Your first course is just the beginning. The most successful course creators build a suite of products at different price points, creating a “product ladder” that takes students from a $37 mini course all the way to a $2,000 coaching program.
To understand how this fits into a broader digital income strategy, read our complete guide to creating a digital product to sell online. And if you’re looking for more ways to diversify your income streams beyond courses, our list of realistic passive income ideas will give you plenty of inspiration.
Common mistakes to avoid when creating your first online course
- Building before validating — always confirm demand before spending weeks on production
- Perfectionism paralysis — a published imperfect course earns money; an unpublished perfect one doesn’t
- Pricing too low — underpricing signals low quality and attracts disengaged students
- No audience at launch — build your list and social following in parallel with course creation
- Ignoring student feedback — your first students are a goldmine of improvement data; act on their feedback
- One-and-done mentality — the best course businesses grow through iteration, upsells, and new products over time
You already know enough to teach.
The most common thing that stops people from creating their first online course is the belief that they’re “not expert enough.” But you don’t need to be the world’s leading authority on a topic to teach it — you only need to be a few steps ahead of your student.
If you’ve ever learned a skill that felt difficult at first and figured it out, you have the lived experience of being a beginner who became competent. That journey — and the shortcuts and mistakes you encountered along the way — is exactly what struggling beginners need.
Start with what you know. Validate it. Build it lean. Launch it. Then improve based on real student feedback. That’s the system. Every successful course creator you admire followed some version of these same steps — and they all started before they felt ready.

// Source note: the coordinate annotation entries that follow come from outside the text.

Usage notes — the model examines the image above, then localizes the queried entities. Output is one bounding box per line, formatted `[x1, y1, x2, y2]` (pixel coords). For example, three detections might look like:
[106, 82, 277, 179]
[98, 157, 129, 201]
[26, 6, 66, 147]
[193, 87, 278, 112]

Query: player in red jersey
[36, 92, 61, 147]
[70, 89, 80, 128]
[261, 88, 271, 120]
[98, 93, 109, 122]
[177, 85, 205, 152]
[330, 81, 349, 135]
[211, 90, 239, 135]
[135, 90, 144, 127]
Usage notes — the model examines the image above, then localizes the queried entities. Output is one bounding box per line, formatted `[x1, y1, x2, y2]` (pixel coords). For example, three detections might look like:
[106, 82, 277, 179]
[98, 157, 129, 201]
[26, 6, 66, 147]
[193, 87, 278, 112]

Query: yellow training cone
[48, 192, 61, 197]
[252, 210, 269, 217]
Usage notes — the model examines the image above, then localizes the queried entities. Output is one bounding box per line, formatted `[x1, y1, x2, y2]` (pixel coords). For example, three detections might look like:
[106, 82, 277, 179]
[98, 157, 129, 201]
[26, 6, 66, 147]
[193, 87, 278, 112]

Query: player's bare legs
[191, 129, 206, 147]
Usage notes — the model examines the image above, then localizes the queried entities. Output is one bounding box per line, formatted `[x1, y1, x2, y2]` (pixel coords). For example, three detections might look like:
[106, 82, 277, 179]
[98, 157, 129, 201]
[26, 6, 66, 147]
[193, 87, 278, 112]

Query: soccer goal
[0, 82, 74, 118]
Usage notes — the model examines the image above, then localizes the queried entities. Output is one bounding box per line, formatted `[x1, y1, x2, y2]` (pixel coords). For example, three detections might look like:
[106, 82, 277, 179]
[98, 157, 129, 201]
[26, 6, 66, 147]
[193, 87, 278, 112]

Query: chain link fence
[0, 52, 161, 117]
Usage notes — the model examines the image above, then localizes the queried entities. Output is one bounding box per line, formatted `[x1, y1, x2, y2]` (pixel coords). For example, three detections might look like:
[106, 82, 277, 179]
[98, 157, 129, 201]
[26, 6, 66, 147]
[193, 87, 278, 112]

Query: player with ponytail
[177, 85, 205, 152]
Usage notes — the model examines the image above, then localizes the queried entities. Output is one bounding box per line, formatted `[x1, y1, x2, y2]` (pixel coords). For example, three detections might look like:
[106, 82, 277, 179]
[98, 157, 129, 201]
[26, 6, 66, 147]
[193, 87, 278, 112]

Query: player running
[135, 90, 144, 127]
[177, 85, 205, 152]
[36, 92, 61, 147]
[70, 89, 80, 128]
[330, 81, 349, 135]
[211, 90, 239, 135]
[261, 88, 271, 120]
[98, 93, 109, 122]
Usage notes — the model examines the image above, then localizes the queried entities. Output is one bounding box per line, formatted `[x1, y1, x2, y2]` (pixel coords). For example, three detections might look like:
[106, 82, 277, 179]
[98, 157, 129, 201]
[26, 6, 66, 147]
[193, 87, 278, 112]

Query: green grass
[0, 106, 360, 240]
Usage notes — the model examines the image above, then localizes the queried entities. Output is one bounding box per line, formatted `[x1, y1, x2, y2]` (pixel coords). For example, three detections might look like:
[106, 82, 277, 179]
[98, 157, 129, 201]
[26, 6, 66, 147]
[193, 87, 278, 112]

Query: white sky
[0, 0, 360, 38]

Frequently asked questions: how to create an online course
How much does it cost to create an online course?
You can create and launch a basic online course for under $100 using free tools like Loom (recording), Canva (slides), and Thinkific’s free plan (hosting). A microphone is your most worthwhile early investment at $50–$130. Costs scale up as you invest in better equipment, paid platforms, and marketing.
How long should an online course be?
Most successful beginner courses run 2–4 hours of video content, structured into 4–8 modules. More important than length is completeness — your course should fully deliver on its promised outcome without unnecessary padding.
What is the best platform to sell an online course?
Thinkific (with a free plan) and Teachable are the best options for most beginners. Udemy is good for discovery if you don’t have an audience. For advanced creators wanting full control, Kajabi is the premium all-in-one option.
How do I get students for my online course?
Build an email list, create content on YouTube or a blog to attract organic traffic, use Pinterest for visual promotion, and leverage paid ads once you’ve proven your course converts. Your existing social media following, professional network, and past clients are also valuable first audiences.
Can I create an online course with no experience teaching?
Absolutely. Formal teaching experience is not required. What matters is that you know how to get a specific result and can communicate it clearly. Many of the best online course creators are practitioners, not teachers — they learned something, got results, and then documented their process for others.
How much can you earn from an online course?
Earnings range from a few hundred dollars to millions per year, depending on your niche, audience size, pricing, and marketing. A realistic first-year income for a solo course creator with a small but engaged audience is $5,000–25,000. Creators who invest in building their audience and optimizing their funnels over 2–3 years often reach $100,000+ annually.